Johannesburg – The government on Wednesday urged the SABC to consider every viable option to save jobs, hours after the troubled public broadcaster was forced to withdraw retrenchment letters following an outcry from workers.
The disgruntled employees had planned a blackout at the South African Broadcasting Corporation after the financially strapped company said it was cutting 400 jobs to try to get onto a more viable trajectory.
In a statement on Wednesday, the department of communications and digital technologies said Minister Stella Ndabeni-Abrahams and other senior officials had held an urgent meeting with the broadcaster’s board on Tuesday night over the crisis.
“The purpose of the meeting was for the board and executive management of the SABC to account to the minister on the merits of continuing with the retrenchment process … in light of disturbing developments at the public broadcaster on Tuesday,” it said.
“The minister took the opportunity to implore the SABC board to consider all possible options, with an aim to preserve jobs.”

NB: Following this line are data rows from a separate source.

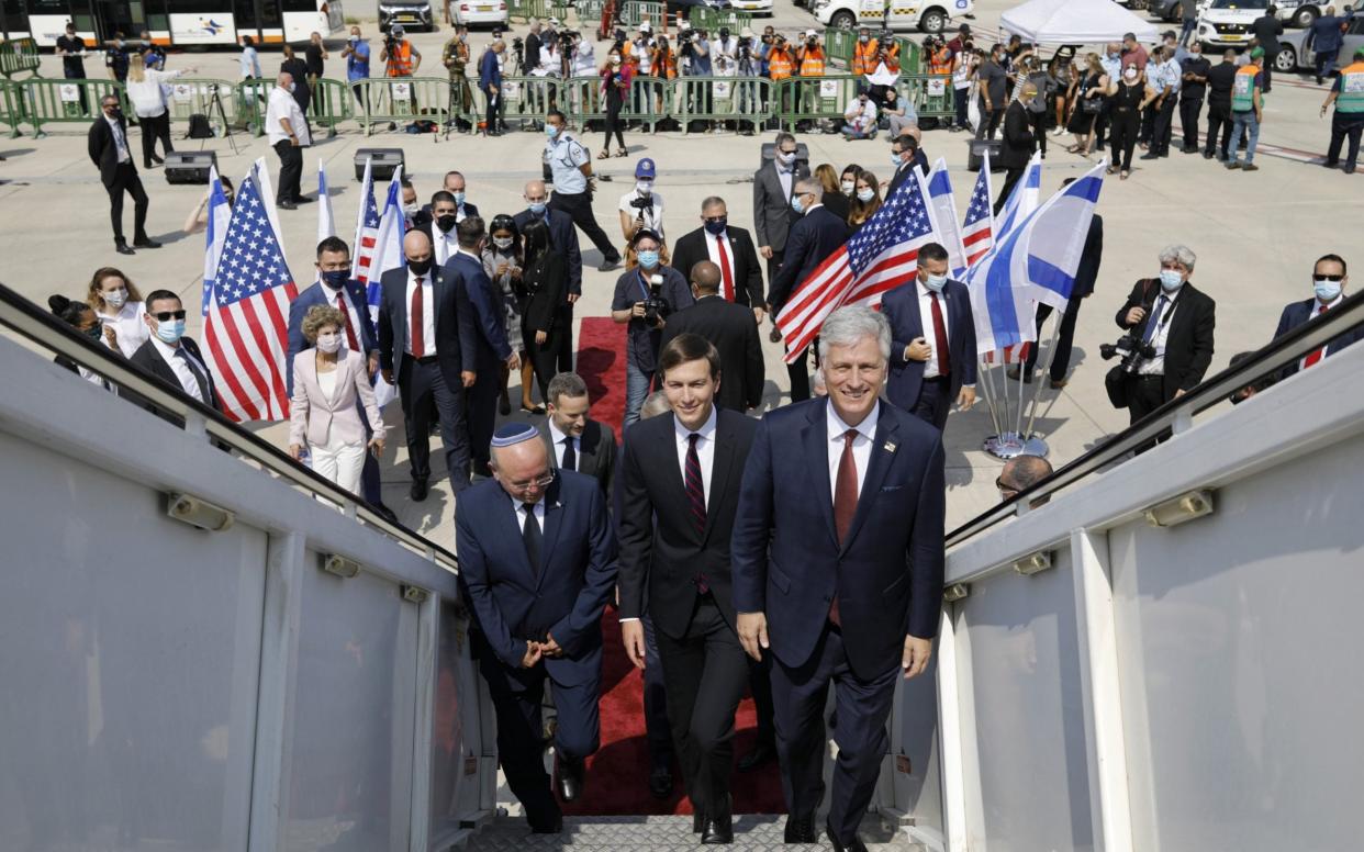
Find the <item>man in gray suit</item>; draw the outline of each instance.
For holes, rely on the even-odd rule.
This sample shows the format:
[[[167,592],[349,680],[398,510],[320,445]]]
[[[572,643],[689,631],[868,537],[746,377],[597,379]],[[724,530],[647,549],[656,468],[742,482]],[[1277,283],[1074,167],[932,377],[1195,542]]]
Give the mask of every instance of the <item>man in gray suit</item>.
[[[550,379],[548,391],[544,401],[548,428],[542,435],[550,448],[550,463],[595,478],[610,506],[615,435],[588,417],[588,386],[578,374],[558,374]]]

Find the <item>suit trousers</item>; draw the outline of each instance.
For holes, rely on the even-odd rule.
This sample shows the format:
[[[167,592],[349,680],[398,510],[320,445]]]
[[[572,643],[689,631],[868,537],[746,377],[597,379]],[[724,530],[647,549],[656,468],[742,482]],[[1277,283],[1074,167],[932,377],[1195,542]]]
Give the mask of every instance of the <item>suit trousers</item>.
[[[843,634],[828,623],[802,665],[772,661],[776,752],[782,792],[792,815],[813,818],[824,799],[824,705],[833,686],[839,758],[833,765],[829,829],[844,845],[853,841],[876,792],[881,758],[889,747],[885,721],[899,676],[900,667],[892,665],[870,680],[858,678],[848,665]]]
[[[730,810],[734,712],[749,679],[747,656],[709,594],[697,597],[686,634],[657,633],[672,747],[698,811]]]
[[[274,153],[280,155],[280,188],[274,192],[277,204],[296,202],[303,198],[303,149],[288,139],[274,143]]]
[[[402,420],[406,427],[412,478],[431,478],[431,416],[439,414],[441,443],[450,470],[450,488],[460,493],[469,487],[469,432],[464,421],[464,393],[450,390],[435,356],[420,361],[402,359],[398,372]]]
[[[567,213],[573,217],[573,224],[588,234],[592,244],[602,252],[602,259],[608,263],[618,263],[621,252],[611,244],[602,226],[597,225],[596,215],[592,214],[592,194],[589,192],[555,192],[550,196],[550,210]]]
[[[147,239],[147,192],[142,188],[142,179],[131,162],[120,164],[113,173],[113,184],[106,185],[109,192],[109,221],[113,224],[113,241],[125,243],[123,237],[123,194],[132,196],[132,239],[142,241]]]

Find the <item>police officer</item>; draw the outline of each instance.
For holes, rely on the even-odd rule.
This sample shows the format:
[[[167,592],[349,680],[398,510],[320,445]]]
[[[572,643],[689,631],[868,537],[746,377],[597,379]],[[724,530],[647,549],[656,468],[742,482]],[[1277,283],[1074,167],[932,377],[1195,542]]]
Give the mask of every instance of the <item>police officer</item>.
[[[596,217],[592,215],[592,154],[582,143],[570,136],[563,128],[567,120],[563,113],[551,109],[544,117],[544,134],[548,140],[544,143],[544,162],[554,176],[554,196],[550,199],[551,210],[561,210],[573,218],[573,224],[588,234],[592,244],[602,252],[602,266],[597,271],[608,273],[621,266],[621,252],[611,245],[611,239],[606,236]]]
[[[1331,116],[1331,144],[1326,149],[1326,168],[1339,165],[1341,143],[1349,136],[1345,173],[1353,174],[1360,158],[1360,135],[1364,134],[1364,48],[1354,52],[1353,63],[1341,68],[1331,94],[1322,104],[1322,116],[1326,116],[1326,108],[1333,102],[1335,115]]]

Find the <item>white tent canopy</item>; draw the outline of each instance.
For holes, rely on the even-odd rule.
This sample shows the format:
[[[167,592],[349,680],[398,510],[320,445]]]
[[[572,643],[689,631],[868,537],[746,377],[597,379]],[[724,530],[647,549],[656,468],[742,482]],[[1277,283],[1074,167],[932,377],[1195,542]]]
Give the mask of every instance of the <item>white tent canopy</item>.
[[[1142,44],[1159,41],[1154,23],[1113,0],[1028,0],[1004,12],[1000,26],[1038,45],[1097,45],[1127,33]]]

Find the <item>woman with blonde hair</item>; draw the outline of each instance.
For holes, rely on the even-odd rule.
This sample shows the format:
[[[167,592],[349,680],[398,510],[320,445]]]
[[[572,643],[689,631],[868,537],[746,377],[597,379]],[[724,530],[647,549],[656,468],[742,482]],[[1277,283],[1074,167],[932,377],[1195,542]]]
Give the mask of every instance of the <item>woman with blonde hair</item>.
[[[331,305],[308,309],[303,337],[311,348],[293,356],[289,455],[301,459],[306,443],[315,472],[351,493],[360,493],[366,439],[356,399],[374,431],[368,446],[375,453],[383,451],[385,436],[366,357],[345,348],[345,316]]]

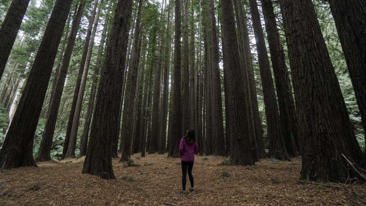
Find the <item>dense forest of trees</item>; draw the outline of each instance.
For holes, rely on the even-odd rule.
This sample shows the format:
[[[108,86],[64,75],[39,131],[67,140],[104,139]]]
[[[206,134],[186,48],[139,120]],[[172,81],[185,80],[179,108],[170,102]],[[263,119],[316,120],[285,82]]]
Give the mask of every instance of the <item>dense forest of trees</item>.
[[[85,156],[114,179],[112,158],[179,157],[190,129],[232,165],[366,168],[365,1],[0,3],[0,168]]]

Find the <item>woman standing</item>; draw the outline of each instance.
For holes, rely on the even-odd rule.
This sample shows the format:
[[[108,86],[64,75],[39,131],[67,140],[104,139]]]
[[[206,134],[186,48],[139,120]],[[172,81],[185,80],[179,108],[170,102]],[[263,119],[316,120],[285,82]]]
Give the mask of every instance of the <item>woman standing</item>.
[[[188,170],[189,176],[189,181],[191,182],[190,192],[194,192],[193,176],[192,175],[192,169],[194,162],[194,154],[198,152],[198,145],[196,141],[194,131],[190,129],[187,131],[187,134],[180,140],[179,144],[179,155],[182,161],[182,187],[183,190],[180,195],[186,194],[186,184],[187,184],[187,172]]]

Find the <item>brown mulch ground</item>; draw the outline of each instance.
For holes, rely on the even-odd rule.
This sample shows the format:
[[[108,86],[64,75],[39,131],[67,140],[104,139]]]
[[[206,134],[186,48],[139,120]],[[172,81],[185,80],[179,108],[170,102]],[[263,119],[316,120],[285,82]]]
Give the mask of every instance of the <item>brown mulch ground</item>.
[[[124,168],[118,159],[113,159],[115,180],[82,174],[82,158],[39,163],[38,168],[0,170],[0,205],[366,205],[365,184],[328,183],[339,188],[297,182],[299,158],[279,163],[264,159],[254,166],[229,166],[217,165],[224,158],[196,156],[193,172],[196,192],[186,196],[178,194],[179,159],[166,158],[166,155],[139,156],[132,157],[139,166]],[[224,172],[231,176],[222,177]],[[154,172],[162,173],[139,174]],[[36,183],[38,190],[33,189]]]

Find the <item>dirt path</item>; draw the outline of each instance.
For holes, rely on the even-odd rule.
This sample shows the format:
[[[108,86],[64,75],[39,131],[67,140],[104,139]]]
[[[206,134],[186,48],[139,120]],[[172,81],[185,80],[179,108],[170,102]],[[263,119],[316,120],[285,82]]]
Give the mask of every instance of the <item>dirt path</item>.
[[[139,166],[125,168],[113,159],[117,180],[112,180],[81,174],[81,158],[0,170],[0,205],[366,205],[365,184],[332,185],[344,188],[340,189],[297,182],[299,158],[279,162],[264,159],[254,166],[229,166],[217,165],[224,158],[196,156],[193,172],[196,192],[182,196],[178,194],[179,159],[139,156],[132,157]],[[161,173],[139,174],[154,172]],[[223,177],[224,172],[229,176]],[[34,190],[37,184],[39,190]]]

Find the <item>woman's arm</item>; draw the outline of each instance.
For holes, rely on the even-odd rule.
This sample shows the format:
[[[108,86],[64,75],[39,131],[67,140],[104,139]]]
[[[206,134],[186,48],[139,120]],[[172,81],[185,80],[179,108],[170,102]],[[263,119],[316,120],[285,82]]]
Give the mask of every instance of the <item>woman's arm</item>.
[[[197,142],[194,143],[194,154],[197,154],[198,153],[198,144],[197,143]]]
[[[179,143],[179,155],[182,157],[184,152],[184,143],[183,138],[180,139],[180,143]]]

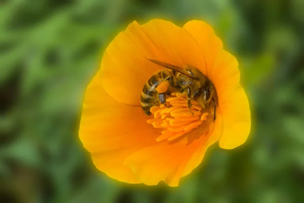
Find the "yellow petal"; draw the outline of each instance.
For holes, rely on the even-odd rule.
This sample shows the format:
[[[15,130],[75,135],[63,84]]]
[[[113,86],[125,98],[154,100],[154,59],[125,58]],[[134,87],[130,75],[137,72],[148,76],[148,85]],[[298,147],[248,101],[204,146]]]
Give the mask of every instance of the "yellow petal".
[[[248,98],[239,84],[238,61],[222,50],[221,41],[206,23],[193,20],[186,23],[183,28],[203,49],[207,62],[207,76],[217,92],[219,113],[223,122],[219,146],[224,149],[236,147],[246,140],[251,125]]]
[[[96,168],[120,181],[139,183],[123,163],[134,152],[157,143],[161,131],[151,128],[146,118],[141,107],[120,103],[107,95],[97,74],[86,92],[79,129]]]
[[[187,22],[183,27],[197,40],[204,53],[203,57],[206,61],[206,75],[212,67],[217,53],[222,49],[221,40],[215,34],[213,29],[206,22],[200,20],[192,20]]]
[[[132,154],[125,164],[130,166],[137,179],[145,184],[157,185],[164,181],[170,186],[177,186],[180,178],[197,167],[208,147],[218,140],[222,127],[219,115],[208,135],[192,139],[197,138],[198,135],[194,132],[192,135],[190,132],[184,138],[187,142],[179,140],[144,148]]]
[[[140,106],[145,82],[163,67],[145,58],[184,67],[189,64],[205,71],[199,44],[186,30],[170,22],[155,19],[139,25],[131,23],[105,50],[101,63],[102,85],[121,102]]]
[[[233,149],[243,144],[250,131],[248,99],[239,83],[238,65],[235,57],[221,51],[215,60],[211,77],[214,78],[219,112],[223,120],[219,146],[224,149]]]

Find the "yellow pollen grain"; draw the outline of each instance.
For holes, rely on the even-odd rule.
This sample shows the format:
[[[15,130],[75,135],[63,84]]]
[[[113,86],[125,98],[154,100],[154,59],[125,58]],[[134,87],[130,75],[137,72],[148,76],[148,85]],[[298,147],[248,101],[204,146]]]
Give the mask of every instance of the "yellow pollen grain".
[[[157,138],[157,141],[174,140],[197,128],[207,119],[208,113],[202,112],[203,108],[198,102],[192,101],[192,106],[189,108],[186,99],[181,95],[172,93],[171,97],[166,98],[168,107],[161,104],[150,109],[154,118],[148,119],[147,122],[155,128],[163,129],[161,135]]]

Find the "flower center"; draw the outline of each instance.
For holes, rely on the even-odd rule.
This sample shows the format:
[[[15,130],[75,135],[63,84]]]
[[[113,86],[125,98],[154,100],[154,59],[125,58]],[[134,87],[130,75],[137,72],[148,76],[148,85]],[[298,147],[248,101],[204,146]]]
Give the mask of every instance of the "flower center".
[[[154,118],[147,120],[155,128],[163,128],[162,135],[156,140],[174,140],[198,127],[207,120],[209,113],[203,111],[200,104],[192,101],[192,106],[187,107],[185,98],[172,93],[166,99],[167,106],[164,104],[153,106],[150,111]],[[204,110],[205,111],[205,110]]]

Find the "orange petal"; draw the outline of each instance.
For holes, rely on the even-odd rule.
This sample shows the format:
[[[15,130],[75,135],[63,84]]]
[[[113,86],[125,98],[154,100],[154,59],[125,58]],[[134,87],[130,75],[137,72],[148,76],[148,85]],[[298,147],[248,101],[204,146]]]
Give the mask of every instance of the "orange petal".
[[[221,148],[232,149],[245,142],[250,130],[248,98],[239,84],[240,71],[235,57],[222,50],[222,43],[206,23],[193,20],[183,26],[201,46],[207,62],[207,75],[218,96],[223,120]]]
[[[222,48],[221,40],[215,35],[211,26],[204,21],[192,20],[187,22],[183,28],[192,35],[203,50],[207,67],[206,72],[206,72],[208,75],[217,53]]]
[[[222,126],[220,115],[208,135],[195,139],[189,144],[183,142],[159,143],[133,153],[125,163],[146,185],[157,185],[164,181],[170,186],[177,186],[180,178],[196,168],[208,147],[218,140]]]
[[[157,143],[161,130],[151,128],[141,107],[111,98],[99,78],[98,73],[86,92],[80,139],[99,170],[120,181],[139,183],[123,163],[137,150]]]
[[[162,67],[149,58],[205,72],[199,44],[186,30],[170,22],[155,19],[139,25],[136,21],[115,37],[105,50],[101,70],[102,85],[112,98],[140,106],[140,96],[148,79]]]

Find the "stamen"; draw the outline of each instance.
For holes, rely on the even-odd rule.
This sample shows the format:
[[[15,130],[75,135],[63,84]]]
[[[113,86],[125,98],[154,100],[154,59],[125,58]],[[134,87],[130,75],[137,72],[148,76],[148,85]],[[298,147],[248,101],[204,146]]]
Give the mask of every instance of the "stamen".
[[[192,106],[189,108],[186,99],[180,94],[172,93],[166,102],[167,106],[170,107],[164,104],[152,107],[150,111],[154,114],[154,118],[147,120],[154,128],[164,129],[156,139],[158,142],[175,140],[207,120],[208,113],[202,112],[203,108],[198,102],[192,101]]]

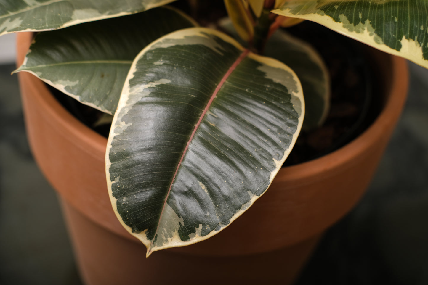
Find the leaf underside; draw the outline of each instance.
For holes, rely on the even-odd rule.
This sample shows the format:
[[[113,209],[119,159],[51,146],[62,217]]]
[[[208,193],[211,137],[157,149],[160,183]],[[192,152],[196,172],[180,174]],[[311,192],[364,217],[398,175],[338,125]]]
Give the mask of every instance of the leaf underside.
[[[152,43],[125,84],[107,184],[148,256],[205,239],[241,215],[269,187],[302,123],[293,71],[213,30]]]
[[[160,18],[162,25],[153,24]],[[31,72],[81,103],[113,114],[138,53],[164,35],[194,26],[178,11],[160,7],[41,33],[16,71]]]
[[[0,0],[0,36],[47,31],[141,12],[175,0]]]
[[[426,0],[292,0],[274,13],[316,22],[428,68]]]

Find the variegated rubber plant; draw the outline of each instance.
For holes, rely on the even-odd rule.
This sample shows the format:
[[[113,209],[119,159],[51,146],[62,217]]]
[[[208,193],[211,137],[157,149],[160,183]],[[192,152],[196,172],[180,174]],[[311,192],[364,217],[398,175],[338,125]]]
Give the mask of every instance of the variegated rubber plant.
[[[225,0],[235,39],[172,2],[0,0],[0,34],[42,31],[16,71],[114,116],[106,195],[147,256],[228,226],[322,123],[323,61],[279,27],[313,21],[428,67],[426,0]]]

The department said the SABC board would appear before Parliament’s portfolio committee on communications on Wednesday morning to provide an account of the retrenchment process and contingencies in place to mitigate the current strife with employees and unions.
“I would like to call on the employees of the public broadcaster to exercise restraint and patience during this period of intervention by the Department and Parliament,” Ndabeni-Abrahams said.
Her department issued the statement hours after the SABC withdrew letters of dismissals on Tuesday night following a meeting between management and workers after fraught day of recriminations, some of which played out on social media.
A video clip which went viral on Twitter showed a well-known senior SABC journalist imploring a company executive during a newsroom meeting not to go ahead with the retrenchment process, surrounded by colleagues who voiced their agreement.
SABC management has said the job reductions are a necessary process after it exhausted all other options to ensure the broadcaster’s sustainability.
On Tuesday, the company reported a net loss of R511 million for 2019/20, while revenue fell 12 percent year-on-year to R5.7 billion, mainly due to a drop in advertising.
The South African National Editors’ Forum said it was concerned about the instability at the SABC and called on its leadership to continue fulfilling its public mandate by ensuring that budget cuts did not curtail critical services, including African language and regional programming.
It urged the SABC to ring-fence core news and current affairs posts and not compromise its core public mandate of news delivery.